“Some of the worst offending we have ever seen”: Two NSW men jailed for child sexual abuse

“Some of the worst offending we have ever seen”: Two NSW men jailed for child sexual abuse
Image: Still of a video of the men's arrest. Supplied: AFP

Two NSW men, including a former childcare worker, have been jailed for a combined total of 63 years for hundreds of child abuse offences.

The pair were arrested in June 2020 by a major federal police operation and pleaded guilty two years later to 354 child abuse offences between them, which involved 30 victims.

The men, aged 30 and 25, appeared at Downing Centre District Court today, and were amongst 25 people charged across Australia charged with 1350 offences. The digital trail at least 56 child victims who were removed from harm.

Formerly a couple, the men, who cannot be named for legal reasons, were aged between 18 and their early 20s at the time of their offences.

Amongst the former childcare worker’s offences was sexually abusing a very young child and using a young child to make child abuse material, often exchanging the material with other paedophiles on platforms like Snapchat.

Today in court, he was convicted of 248 offences. He was sentenced in the NSW District Court to a maximum 37 years in prison, with a non-parole period of 26 years.

His younger associate was convicted of 106 offences. He was sentenced to a maximum of 26 years with a non-parole period of 16 years and nine months.

Both men’s offending included sexual intercourse with a child under the age of 10. They have been in custody since their arrest in 2020.

Upon one man’s arrest, 29,500 video files and more than 100,000 images were found on his phone.

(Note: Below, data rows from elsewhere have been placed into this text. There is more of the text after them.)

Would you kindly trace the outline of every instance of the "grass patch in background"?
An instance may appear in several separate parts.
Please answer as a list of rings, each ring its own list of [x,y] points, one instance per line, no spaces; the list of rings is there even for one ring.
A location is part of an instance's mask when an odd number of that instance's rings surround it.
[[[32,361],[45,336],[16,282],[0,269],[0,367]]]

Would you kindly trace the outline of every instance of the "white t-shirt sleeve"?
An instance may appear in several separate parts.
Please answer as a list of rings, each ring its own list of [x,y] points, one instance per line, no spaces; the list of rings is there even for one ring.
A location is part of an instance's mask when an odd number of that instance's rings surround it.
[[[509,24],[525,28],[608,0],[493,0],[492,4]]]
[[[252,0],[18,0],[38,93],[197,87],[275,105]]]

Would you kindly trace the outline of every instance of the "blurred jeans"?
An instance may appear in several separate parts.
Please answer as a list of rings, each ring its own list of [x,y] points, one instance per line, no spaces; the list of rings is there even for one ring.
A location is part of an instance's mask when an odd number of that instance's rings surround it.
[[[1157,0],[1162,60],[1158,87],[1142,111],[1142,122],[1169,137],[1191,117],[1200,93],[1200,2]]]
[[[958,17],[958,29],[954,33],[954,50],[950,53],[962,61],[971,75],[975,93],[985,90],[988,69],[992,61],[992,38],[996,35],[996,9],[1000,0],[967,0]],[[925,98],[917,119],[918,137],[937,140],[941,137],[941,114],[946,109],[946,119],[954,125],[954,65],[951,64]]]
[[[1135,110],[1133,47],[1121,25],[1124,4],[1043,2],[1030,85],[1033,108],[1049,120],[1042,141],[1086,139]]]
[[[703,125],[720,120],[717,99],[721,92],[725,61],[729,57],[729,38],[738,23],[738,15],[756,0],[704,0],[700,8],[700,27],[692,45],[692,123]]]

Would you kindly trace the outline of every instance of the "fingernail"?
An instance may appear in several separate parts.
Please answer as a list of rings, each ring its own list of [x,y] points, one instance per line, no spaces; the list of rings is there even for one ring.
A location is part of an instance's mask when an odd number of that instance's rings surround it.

Judge Sarah Hopkins said the abuse they recorded was of “extreme depravity”.

Speaking to the lifelong difficulties of child abuse victims, the judge said, “Early sexual relationships with adults will often exploit and exacerbate a precarious sense of self-worth and self-respect with the victim, which may have lifelong consequences, including the inability to form stable partnerships in adulthood and possible self-destructive behaviour.”

Operation Arkstone 

According to a statement by the Australian Federal Police (AFP), “AFP’s Operation Arkstone dismantled a domestic online network of child sex offenders abusing and exploiting children, including the recording of the horrific crimes to share with others.”

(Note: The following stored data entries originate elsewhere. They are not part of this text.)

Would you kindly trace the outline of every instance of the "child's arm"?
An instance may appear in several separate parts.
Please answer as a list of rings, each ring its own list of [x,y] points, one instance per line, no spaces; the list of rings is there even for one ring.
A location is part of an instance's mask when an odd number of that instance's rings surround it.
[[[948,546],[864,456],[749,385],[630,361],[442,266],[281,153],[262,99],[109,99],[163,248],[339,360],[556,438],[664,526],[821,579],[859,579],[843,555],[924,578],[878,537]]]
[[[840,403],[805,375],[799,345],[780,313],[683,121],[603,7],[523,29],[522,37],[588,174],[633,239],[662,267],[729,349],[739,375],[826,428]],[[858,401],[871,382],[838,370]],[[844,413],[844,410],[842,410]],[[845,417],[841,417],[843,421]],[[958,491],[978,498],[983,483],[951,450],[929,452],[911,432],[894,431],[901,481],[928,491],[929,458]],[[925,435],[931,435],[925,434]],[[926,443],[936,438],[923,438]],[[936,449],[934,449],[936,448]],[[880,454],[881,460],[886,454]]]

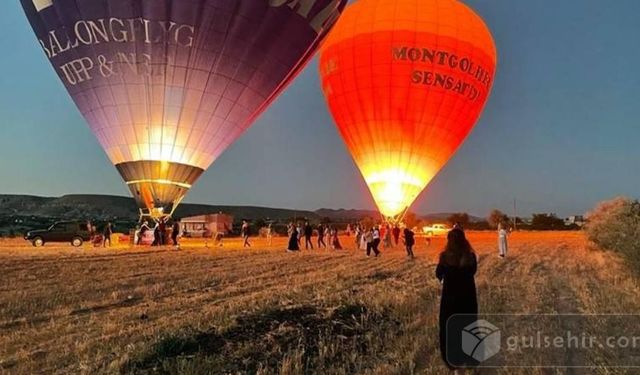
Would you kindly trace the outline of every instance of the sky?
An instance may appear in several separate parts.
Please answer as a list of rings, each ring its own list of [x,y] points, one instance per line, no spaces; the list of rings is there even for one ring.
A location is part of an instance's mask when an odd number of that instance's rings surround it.
[[[498,49],[475,129],[412,209],[582,214],[640,191],[640,1],[465,0]],[[129,195],[39,47],[0,3],[0,194]],[[186,202],[373,209],[327,110],[317,60]]]

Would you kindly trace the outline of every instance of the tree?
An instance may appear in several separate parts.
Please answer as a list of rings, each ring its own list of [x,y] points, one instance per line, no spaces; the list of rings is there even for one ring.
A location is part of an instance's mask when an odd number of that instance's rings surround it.
[[[447,218],[447,222],[451,225],[460,224],[463,228],[469,226],[471,219],[466,212],[455,213]]]
[[[600,249],[620,253],[640,273],[640,202],[618,197],[599,203],[587,214],[585,231]]]
[[[564,230],[564,220],[556,214],[533,214],[531,227],[535,230]]]
[[[502,225],[508,225],[509,224],[509,216],[507,216],[504,212],[498,210],[498,209],[493,209],[491,210],[491,213],[489,214],[489,217],[487,218],[487,221],[489,222],[489,225],[491,225],[491,227],[493,228],[497,228],[498,225],[502,224]]]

Commander Kate Ferry said that what the AFP and its domestic and international law enforcement partners have uncovered was “truly some of the worst offending we have ever seen.”

The operation began following a tip off from the National Centre for Missing and Exploited Children in the US.

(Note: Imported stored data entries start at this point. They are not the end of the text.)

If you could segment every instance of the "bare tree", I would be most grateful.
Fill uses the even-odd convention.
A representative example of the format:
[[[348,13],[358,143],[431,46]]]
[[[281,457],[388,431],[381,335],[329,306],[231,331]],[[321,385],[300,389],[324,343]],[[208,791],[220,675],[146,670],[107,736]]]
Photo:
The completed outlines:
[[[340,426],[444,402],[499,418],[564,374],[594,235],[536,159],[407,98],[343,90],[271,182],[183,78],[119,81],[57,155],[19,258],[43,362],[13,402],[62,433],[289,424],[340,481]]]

“The criminal behaviour of these two men is perhaps the most disturbing representation of what child sex offenders are capable of, being the systemic sexual abuse of children over many years, across geographical locations and by people who have been entrusted with so much responsibility,” she continued.

“Some of those arrested during Operation Arkstone were meant to keep our children safe. Instead, they used their position to commit some of the most evil crimes imaginable.”

Commander Ferry went on to warn that “there is no dark corner of the internet that is safe for offenders to hide, and there is nowhere the AFP and its law enforcement partners won’t go to hunt you down and drag you out into the light.”

She also acknowledged the bravery of victims that had come forward and their families.

Operation Arkstone began in early 2020 on the Central Coast, in the small town of Wyong.

There, child abuse investigators found the USB and mobile in the bedroom of a 29-year-old man separate to the childcare worker and his partner. The devices were filled with depraved material.

He pleaded guilty in February 2020 to 17 crimes, amongst them filming himself sexually assaulting a young boy and sharing child abuse material with 19 people online.

A few months later, police arrested a soccer coach in the western outskirts of Sydney, who pleaded guilty to 179 offences, including sex with a child under 10. He had also shared thousands of child sex abuse images and videos.

The former soccer coach was sentenced to 30 years prison two years ago but is in the process of appealing his sentence.